Get fit without joining a gym

You don’t have to spend a fortune to get fit. Just make these five small adjustments to your daily routine and get fitter faster (and for free). 


1. Use your heel when climbing stairs

Most of us instinctively climb up stairs on our tiptoes, but this actually strains the calves muscles without doing your legs much good. By distributing your weight along your whole foot, you are giving your legs a complete workout.

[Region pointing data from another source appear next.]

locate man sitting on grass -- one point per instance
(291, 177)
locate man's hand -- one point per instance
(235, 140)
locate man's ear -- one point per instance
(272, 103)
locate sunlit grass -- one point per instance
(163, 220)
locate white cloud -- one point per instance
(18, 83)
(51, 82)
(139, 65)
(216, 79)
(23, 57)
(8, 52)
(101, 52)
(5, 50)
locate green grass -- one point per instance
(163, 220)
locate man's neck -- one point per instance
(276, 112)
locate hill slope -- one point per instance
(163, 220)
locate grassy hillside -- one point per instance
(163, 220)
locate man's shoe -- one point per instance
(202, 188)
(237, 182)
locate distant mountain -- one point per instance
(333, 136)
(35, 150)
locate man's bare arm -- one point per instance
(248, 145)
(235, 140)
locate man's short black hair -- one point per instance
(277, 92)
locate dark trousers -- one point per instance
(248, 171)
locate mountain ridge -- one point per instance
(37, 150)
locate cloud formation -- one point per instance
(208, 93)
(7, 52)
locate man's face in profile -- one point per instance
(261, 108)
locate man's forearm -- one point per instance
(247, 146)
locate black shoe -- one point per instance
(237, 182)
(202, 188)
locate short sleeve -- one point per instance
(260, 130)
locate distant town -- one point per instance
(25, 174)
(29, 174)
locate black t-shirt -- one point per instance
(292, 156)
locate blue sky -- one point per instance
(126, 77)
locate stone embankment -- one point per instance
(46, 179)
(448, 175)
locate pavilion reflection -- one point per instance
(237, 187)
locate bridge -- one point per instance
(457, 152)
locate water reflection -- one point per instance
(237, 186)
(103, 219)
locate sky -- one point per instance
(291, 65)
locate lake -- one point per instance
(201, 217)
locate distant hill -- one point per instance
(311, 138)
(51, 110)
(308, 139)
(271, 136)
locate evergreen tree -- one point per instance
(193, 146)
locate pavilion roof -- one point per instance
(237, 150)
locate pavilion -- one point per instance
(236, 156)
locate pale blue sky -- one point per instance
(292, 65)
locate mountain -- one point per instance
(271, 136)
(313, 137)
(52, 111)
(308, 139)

It may take a bit of getting used to at first, but you’ll feel the difference almost immediately.



2. Change your gait

A lot of us tend to literally ‘put our best foot forward’, creating a slight imbalance in our gait as we put more weight on one leg than the other. Stand in front of a mirror and shift your weight from side to side until you are comfortable. It should be obvious where you are placing most of your weight. Try to correct this by making a conscious effort to lead with your ‘weaker’ foot as often as possible. Better posture will help you improve your core fitness.

 


3. Don’t sit still

It goes without saying that sitting behind a desk all day is not good for your overall fitness. Incorporate some leg exercises into your routine to keep your muscles active. Even a few sets of mini leg lifts a couple of times a day will help improve your strength and flexibility.

 



4. Watch your steps

Recent data from the NHS suggests that taking 10,000 steps a day will “significantly” improve your health. This equates to around one hour of brisk walking each day. This isn’t difficult to achieve – try taking a longer route to the bus stop, or just move around the office or the house a bit more.

 



5. Stretch yourself

Stretching helps to activate your muscles and improve your flexibility. If your body is more limber, you will have fewer cramps and stitches when you ramp up the exercise. Stretch from your head to your toes before getting out of bed in the morning, and a do a few gentle stretches a couple of times during the day.